God’s Spirit is on the loose, and that Spirit dwelled in the people in Corinth,
making of their community a temple. God’s Spirit is on the loose here, making
of us a temple as well.
Y’all are God’s temple. We are God’s temple. But here’s the proverbial rub. If I understand Paul correctly, what he was trying to make the Corinthians understand was that the indwelling of the Holy Spirit was not just in one group or one faction. The Holy Spirit did not dwell only in those who considered themselves to be Paul’s people. It did not dwell only in those who were well-educated or in those who were not. It did not dwell only in those who were professionals, or those who were day laborers. It did not dwell exclusively in those who were rich or in those who were poor. God’s Spirit dwelled in all of them. They were all God’s temple. You are God’s temple; all y’all.
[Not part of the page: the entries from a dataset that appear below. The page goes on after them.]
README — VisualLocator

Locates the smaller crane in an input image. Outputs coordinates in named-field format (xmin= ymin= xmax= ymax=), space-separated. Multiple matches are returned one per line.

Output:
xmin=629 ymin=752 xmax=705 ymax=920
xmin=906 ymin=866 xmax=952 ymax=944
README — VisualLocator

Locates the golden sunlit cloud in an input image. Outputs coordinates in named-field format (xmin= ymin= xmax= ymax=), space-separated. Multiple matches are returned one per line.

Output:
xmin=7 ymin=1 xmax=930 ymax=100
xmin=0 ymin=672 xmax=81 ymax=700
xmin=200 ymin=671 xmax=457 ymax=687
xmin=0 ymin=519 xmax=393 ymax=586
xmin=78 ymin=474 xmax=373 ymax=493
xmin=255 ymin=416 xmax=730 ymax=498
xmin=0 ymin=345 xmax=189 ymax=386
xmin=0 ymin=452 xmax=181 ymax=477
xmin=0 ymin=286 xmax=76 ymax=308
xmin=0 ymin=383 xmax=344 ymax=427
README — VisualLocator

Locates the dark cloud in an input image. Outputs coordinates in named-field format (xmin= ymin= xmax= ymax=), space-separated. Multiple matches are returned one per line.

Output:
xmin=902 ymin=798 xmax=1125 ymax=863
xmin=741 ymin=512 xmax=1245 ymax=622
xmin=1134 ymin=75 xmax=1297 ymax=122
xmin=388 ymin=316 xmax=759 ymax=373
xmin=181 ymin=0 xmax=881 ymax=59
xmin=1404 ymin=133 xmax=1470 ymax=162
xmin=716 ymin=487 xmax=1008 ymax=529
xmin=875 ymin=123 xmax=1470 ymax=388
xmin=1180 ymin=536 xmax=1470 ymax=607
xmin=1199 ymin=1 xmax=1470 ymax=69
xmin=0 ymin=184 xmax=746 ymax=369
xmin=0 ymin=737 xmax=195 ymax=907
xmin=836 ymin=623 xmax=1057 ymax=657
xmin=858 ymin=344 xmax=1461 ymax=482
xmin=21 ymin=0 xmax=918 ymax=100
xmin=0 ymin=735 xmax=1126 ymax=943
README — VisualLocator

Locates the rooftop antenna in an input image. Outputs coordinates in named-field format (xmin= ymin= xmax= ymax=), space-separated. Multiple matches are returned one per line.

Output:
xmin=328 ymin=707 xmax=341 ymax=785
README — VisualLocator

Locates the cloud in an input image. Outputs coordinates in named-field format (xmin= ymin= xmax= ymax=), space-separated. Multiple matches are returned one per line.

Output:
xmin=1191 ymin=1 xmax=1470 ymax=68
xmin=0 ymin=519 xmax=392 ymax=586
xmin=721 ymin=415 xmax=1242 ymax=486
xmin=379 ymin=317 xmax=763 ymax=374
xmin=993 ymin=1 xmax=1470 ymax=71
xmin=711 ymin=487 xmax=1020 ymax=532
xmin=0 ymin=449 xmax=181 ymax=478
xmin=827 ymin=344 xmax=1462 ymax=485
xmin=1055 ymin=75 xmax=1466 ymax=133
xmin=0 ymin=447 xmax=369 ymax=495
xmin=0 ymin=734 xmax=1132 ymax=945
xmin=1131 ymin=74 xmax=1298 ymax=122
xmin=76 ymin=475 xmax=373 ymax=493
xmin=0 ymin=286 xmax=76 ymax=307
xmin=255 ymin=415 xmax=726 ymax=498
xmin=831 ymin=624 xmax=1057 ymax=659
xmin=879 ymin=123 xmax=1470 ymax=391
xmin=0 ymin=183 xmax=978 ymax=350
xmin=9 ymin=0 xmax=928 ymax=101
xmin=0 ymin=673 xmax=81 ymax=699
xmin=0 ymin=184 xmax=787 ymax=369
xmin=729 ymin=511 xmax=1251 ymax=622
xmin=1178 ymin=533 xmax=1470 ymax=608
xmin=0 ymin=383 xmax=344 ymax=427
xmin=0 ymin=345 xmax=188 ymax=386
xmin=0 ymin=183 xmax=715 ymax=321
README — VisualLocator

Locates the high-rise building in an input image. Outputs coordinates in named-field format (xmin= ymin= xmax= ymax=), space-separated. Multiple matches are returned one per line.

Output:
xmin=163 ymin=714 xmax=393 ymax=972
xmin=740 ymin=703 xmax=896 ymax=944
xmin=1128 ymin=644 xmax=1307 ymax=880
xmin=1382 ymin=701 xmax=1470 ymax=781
It seems to me that understanding all y’all is critical to understanding Paul’s words, not just in this particular chapter, but in his understanding of the Church. What is the Church? It is a community of believers, people who have recognized God’s indwelling Spirit. It is not reserved for one kind of believer over another. The Holy Spirit crosses every boundary and jumps every border we try to construct between us. God’s temple is not just a few, it is all y’all.
Our other readings today seem to also highlight the crucial understanding of all y’all. Leviticus speaks of the treatment of the poor and the alien, the laborer, the neighbor. Matthew speaks of the evildoer, righteous and the unrighteous, tax collectors and Gentiles. In other words, even the Other is included in all y’all.
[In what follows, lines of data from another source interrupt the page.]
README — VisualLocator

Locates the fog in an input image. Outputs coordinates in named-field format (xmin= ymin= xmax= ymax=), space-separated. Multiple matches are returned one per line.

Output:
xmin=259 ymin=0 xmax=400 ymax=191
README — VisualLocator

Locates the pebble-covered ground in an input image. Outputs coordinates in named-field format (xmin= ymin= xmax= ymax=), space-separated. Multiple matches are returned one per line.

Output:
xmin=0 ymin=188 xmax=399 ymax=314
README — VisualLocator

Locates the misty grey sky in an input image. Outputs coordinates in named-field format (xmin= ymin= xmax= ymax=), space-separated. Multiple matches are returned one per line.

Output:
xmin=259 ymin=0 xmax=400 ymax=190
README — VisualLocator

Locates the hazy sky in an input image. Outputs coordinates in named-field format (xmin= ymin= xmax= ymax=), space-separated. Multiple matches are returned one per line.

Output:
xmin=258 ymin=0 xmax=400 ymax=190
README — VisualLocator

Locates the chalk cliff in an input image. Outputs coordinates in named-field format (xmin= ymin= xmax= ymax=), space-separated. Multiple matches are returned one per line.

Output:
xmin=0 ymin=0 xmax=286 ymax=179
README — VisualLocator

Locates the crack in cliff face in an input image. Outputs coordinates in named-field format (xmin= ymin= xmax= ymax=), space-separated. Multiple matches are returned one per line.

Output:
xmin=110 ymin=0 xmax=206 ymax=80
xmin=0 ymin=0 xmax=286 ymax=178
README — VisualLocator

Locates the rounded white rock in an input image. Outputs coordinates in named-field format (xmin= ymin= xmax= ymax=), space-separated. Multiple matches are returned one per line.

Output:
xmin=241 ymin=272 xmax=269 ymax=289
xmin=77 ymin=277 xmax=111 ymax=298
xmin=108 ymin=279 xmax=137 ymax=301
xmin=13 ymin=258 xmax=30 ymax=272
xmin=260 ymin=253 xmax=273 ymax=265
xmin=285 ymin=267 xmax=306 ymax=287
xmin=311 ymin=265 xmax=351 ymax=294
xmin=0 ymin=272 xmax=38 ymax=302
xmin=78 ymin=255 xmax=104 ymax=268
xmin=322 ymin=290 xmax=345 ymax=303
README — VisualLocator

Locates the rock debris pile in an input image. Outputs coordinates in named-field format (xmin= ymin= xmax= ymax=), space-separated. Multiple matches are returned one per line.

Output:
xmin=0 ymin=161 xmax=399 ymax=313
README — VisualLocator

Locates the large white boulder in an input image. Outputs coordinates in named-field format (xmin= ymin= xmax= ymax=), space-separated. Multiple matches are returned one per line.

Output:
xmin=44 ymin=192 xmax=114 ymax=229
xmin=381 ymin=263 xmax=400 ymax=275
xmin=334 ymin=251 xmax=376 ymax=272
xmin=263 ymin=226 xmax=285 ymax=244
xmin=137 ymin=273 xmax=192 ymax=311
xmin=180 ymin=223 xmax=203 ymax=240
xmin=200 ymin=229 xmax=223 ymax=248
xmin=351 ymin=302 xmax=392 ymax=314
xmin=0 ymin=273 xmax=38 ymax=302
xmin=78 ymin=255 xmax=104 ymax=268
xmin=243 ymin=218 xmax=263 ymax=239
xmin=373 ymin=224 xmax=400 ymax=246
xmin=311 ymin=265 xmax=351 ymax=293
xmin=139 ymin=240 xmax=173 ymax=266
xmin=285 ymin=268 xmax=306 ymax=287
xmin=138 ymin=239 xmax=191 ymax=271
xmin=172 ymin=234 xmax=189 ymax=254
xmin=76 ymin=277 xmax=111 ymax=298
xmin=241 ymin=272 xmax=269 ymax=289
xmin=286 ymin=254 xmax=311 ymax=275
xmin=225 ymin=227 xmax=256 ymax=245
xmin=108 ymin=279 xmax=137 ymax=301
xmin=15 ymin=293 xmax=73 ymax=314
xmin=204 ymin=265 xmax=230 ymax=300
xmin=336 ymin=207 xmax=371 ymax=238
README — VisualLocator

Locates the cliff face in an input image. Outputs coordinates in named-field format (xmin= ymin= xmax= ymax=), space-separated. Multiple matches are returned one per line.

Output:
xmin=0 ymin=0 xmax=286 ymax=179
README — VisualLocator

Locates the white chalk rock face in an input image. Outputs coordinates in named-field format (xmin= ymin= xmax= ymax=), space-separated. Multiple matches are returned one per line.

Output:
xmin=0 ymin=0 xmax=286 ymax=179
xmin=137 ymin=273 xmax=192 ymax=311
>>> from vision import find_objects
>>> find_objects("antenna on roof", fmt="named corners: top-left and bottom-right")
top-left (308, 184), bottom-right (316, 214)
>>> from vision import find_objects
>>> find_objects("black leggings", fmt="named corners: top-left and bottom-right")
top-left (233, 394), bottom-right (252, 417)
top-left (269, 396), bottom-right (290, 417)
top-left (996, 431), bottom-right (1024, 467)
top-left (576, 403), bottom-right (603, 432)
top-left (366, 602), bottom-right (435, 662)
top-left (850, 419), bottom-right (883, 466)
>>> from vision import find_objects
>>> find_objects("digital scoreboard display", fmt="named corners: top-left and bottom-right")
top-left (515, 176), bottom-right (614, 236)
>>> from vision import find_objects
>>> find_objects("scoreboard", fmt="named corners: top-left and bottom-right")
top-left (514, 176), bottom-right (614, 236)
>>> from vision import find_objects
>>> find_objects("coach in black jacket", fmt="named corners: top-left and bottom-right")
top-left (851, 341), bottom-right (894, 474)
You are God’s temple; you and those who look like you.
You are God’s temple; you and those who do not. All y’all.
You are God’s temple; those who believe as you do, interpret the scriptures as you do.
You are God’s temple; those who believe differently; those who disagree with your interpretations. All y’all.
You are God’s temple; those who are conservative.
You are God’s temple; those who are liberal. All y’all.
You are God’s temple; those who want contemporary worship, with bands and words on the screen.
You are God’s temple; those who want traditional worship, with an organ, a piano and a hymnal. All y’all.
You are God’s temple; you Presbyterians.
You are God’s temple; you Pentecostals. All y’all.
You are God’s temple; you Lutherans, children of Luther.
You are God’s temple; you Methodists, children of Wesley. All y’all.
You are God’s temple; those who are rich. You are God’s temple; those who are poor. All y’all.
You are God’s temple; those who benefit from society. You are God’s temple; those who are oppressed by it. All y’all.
All y’all. We are God’s temple. Does this mean that we can do anything, say anything, even if it contradicts the way Jesus called us to live out our faith? Does this mean that we are God’s temple, even if we harm or oppress or ignore the least of these? No. I don’t think so. But once again, this is a reminder of God’s wisdom versus the world’s wisdom. The world’s wisdom says stick with your own kind. God’s wisdom says over and over and over again, all y’all.
Thanks be to God.
Let all of God’s children say, “Alleluia!” Amen.